St. James’s was then used as a school again; the school logbook notes that Deganwy National School was formally opened on October 25th 1897 with W. Williams, Llanrhos School in charge and with about 63 children attending. The mangers of the school were the Hon. Lady Augusta Mostyn, Rev. F. G. Jones (Vicar), Rev. Bevan Evans (Curate), Mr. Pilkington (of Bryn Cregin) and Mr. Fincham (original logbook is at Conwy Archives). Previously the St. James’s building appears to have been used as an infant school, known as Towyn/Tywyn Deganwy CE School (for infants) with R. Hughes in charge from 1893.

 

It appears that William Williams became the headmaster of Deganwy National School when it opened in 1897 but that his wife, Kate,  continued teaching at the Llanrhos school until 1905 (pers.
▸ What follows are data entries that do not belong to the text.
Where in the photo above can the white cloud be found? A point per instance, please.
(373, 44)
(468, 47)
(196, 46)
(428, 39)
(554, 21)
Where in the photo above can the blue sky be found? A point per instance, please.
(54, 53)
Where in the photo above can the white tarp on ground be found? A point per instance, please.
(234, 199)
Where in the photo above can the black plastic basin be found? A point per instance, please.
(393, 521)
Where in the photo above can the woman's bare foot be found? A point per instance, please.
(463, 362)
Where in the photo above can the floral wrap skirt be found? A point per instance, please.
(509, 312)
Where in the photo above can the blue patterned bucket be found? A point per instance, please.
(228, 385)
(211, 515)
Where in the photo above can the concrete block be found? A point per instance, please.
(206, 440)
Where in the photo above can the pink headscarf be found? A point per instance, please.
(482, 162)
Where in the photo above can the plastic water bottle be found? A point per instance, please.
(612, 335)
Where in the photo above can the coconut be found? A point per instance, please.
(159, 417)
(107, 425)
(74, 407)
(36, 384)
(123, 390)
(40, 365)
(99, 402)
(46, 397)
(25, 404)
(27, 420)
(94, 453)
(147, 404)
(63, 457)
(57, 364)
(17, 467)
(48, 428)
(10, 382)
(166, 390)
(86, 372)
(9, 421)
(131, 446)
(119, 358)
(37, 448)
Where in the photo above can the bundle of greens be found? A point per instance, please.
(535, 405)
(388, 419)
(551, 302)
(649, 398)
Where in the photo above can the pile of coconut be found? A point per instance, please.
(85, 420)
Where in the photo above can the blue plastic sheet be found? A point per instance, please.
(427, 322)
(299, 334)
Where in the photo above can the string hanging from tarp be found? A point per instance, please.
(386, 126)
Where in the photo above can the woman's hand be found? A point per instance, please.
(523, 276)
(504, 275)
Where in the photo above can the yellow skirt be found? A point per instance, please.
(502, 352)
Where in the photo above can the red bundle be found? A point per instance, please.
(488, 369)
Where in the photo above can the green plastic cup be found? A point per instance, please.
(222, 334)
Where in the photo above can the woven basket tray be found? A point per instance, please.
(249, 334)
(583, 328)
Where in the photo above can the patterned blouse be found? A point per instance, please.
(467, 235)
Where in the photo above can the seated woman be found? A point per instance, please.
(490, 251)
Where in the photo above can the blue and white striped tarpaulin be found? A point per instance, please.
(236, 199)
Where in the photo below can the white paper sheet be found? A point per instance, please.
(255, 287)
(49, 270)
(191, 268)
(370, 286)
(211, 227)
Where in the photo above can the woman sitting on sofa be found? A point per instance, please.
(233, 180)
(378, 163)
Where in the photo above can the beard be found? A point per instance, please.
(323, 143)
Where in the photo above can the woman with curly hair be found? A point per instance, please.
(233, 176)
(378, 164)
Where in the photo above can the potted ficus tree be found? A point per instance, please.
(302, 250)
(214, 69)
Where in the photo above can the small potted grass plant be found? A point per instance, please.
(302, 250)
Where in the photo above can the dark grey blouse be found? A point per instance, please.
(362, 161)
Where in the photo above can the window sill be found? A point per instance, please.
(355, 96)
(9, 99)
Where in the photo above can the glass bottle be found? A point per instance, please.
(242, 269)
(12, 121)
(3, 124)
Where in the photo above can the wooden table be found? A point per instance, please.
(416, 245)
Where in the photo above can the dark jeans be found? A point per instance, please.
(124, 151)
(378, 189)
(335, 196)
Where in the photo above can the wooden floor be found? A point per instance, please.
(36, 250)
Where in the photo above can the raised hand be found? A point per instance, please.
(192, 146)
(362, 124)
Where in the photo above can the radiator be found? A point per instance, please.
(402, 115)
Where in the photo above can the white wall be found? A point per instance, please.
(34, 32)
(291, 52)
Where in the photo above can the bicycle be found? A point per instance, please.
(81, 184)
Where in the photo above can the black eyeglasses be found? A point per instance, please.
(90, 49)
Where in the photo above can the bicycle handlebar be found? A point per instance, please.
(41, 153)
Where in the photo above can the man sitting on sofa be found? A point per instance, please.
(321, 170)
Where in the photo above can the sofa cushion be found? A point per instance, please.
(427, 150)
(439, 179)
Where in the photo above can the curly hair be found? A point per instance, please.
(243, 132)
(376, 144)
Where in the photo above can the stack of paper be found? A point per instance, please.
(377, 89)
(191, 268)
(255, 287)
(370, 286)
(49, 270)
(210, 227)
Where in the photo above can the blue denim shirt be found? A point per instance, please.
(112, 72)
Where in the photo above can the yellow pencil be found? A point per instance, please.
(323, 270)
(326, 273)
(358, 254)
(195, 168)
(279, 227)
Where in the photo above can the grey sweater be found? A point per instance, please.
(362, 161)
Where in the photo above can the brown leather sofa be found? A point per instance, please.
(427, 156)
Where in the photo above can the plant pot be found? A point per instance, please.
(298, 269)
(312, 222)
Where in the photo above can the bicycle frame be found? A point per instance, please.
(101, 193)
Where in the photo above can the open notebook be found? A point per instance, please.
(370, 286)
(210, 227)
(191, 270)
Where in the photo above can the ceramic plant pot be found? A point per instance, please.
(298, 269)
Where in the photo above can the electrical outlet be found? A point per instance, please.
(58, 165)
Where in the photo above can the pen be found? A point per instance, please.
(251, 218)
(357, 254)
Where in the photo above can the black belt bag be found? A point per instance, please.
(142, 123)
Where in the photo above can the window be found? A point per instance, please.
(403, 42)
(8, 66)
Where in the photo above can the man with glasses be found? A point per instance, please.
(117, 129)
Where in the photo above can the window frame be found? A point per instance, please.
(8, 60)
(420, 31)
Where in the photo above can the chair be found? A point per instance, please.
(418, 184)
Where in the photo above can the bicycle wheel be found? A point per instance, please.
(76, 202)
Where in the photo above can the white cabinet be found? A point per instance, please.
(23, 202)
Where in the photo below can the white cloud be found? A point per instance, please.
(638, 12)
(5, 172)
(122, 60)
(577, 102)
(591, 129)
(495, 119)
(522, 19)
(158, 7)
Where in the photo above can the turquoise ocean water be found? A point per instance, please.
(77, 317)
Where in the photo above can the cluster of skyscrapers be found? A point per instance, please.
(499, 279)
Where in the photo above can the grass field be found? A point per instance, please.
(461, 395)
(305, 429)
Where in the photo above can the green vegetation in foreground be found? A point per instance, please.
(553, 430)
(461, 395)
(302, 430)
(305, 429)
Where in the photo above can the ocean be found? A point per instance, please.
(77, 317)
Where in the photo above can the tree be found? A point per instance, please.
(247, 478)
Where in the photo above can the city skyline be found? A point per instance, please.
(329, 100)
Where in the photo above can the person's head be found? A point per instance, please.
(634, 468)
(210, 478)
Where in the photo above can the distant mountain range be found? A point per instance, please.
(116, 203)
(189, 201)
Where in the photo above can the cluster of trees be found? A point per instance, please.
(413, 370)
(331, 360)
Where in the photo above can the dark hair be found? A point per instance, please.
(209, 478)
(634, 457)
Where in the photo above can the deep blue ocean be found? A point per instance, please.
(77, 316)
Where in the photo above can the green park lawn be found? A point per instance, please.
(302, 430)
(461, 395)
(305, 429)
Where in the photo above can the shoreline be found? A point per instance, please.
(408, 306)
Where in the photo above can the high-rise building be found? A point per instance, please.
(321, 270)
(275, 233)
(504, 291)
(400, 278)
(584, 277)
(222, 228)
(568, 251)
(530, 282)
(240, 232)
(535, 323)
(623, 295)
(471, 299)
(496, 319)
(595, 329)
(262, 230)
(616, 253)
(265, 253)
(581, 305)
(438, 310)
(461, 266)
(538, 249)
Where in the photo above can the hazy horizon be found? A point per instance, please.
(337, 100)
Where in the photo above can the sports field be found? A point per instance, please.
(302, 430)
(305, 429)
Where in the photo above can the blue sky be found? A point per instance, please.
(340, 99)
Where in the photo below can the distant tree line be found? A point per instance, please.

Comm. David Godfey & date 1905 is given in Stanley Edwards’ tome on Eglwys Rhos). They continued to live at Schoolhouse at Llanrhos. Kate Williams died in 1910. One of her grand daughters, Gwyneth Aydon Godfrey, wrote an essay about revisiting Llanrhos and about her grandparents and her mother, their daughter Margaret Emma (see Appendix 3)

 

The 1911 street directory shows an entry for All Saints School (Elementary) the headmaster was William Williams with an average attendance of 150.

 

William Williams died in 1933, his grave in Llanrhos notes that he was the Schoolmaster of Llanrhos school for 38 years. On his retirement, former scholars of Llanrhos and Deganwy National Schools presented William Williams with a certificate as a record of their appreciation of the zeal, devotion of duty and high personal qualities of their former schoolmaster.